Digital futures: In line with the digital strategy for Scotland, the refreshed strategy says Scotland is “well placed to support” coming technologies, from AI to the Internet of Things, and to generate jobs from them. It looks to “place Scotland at the heart of international digital health and care business development”, and to provide a “permanent digital testing environment” to try out ideas and help to get them used.

Data: Every NHS IT strategy recognises the importance of data, and the 2018 digital health and care strategy was no exception. However, the new document says “Covid-19 has exposed real gaps across health and social care” which “hindered” the response to the pandemic, and these need to be closed.

It also says better data will be needed about gender and ethnicity as new AI algorithms come on stream. The document says these issues will be addressed in “Scotland’s first ever dedicated data strategy for health and social care” – which it commits to developing.

Standards: The refreshed strategy presents the use of standards as part of its ethical approach: it says NHS Scotland will publish “a detailed standards document” that will explain how data is “coded, stored, and flows across the system” and legislate to modernise rules and fill gaps where necessary.

Moving into delivery: The 2018 strategy promised to establish a national leadership structure to roll out its plans and make sure it achieved its aims. The refreshed strategy says “this is now in place” and led by a “national decision making board” with representatives of the Scottish Government, local government and the NHS.

Below this board, there are other boards overseeing the “strategic portfolio”, digital citizen projects, data, and enabling technology; “with external independent critique and challenge provided by an equalities and inclusion group.”

In future, the document says all national developments will use this structure to ensure good governance, technical and design assurance. It also says there will be a rolling, three-year delivery plan, updated each April, to confirm priorities and the timescales for delivering them.

However, it notes that over and above all this, success will require “a fundamental shift in organisational mind-sets and approaches to how services are delivered”, so they can be joined up and delivered in a wide variety of settings, including community hubs and homes.

Toplines for suppliers:

Health tech vendors looking to work in Scotland should take note of the strategy.

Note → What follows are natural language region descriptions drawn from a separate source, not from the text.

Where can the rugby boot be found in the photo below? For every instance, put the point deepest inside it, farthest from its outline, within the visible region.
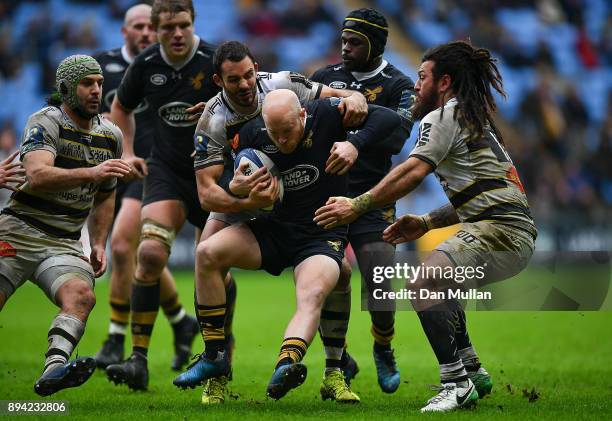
(350, 368)
(482, 380)
(203, 369)
(386, 370)
(285, 378)
(452, 396)
(110, 353)
(215, 390)
(334, 387)
(133, 372)
(71, 374)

It confirms that the Scottish Government is interested in digital innovation, but that it wants to create a uniform environment in which providers and their system suppliers work on a common platform, using common standards and, often, common products.

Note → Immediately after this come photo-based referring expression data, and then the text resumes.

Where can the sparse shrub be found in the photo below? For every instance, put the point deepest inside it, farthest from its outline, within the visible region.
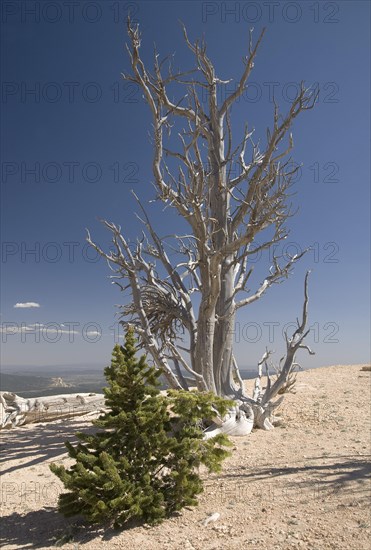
(142, 462)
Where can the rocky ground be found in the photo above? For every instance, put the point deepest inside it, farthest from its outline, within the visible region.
(306, 484)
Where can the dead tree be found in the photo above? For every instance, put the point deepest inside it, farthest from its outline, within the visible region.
(225, 213)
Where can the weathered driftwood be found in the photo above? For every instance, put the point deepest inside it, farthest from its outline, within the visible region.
(16, 410)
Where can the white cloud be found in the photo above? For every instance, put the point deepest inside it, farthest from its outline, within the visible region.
(26, 304)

It also suggests that the Scottish Government is serious about making sure that its investment in digital supports local businesses and jobs and the green agenda.

NHS Scotland signed up to becoming net zero at the COP26 conference in Glasgow, and health tech vendors are reporting that they are already being asked to show how they are contributing to social gain and tackling global heating in procurements and negotiations.

Having said that, there are some issues that the refresh was expected to tackle and doesn’t, and some ideas that still need more work. For example, the new document makes no mention of the pressing need for hospitals to get moving on the hospitals electronic prescribing and medicines administration programme, or HEPMA.

And it is silent on how Scotland’s significant investment in clinical portals / shared care records will be played into the NDP or used to develop the kind of population health management and care coordination programmes that are such a feature of most health service reforms. Of course, the data strategy may tackle this.

Scotland’s much vaunted ‘Once for Scotland’ approach is also missing from the refreshed strategy, which raises an intriguing question. Will vendors find it easier to gain a foothold in the market? Or is the approach now so well established and embedded in ideas like the testing environment that the strategy felt no need to mention it?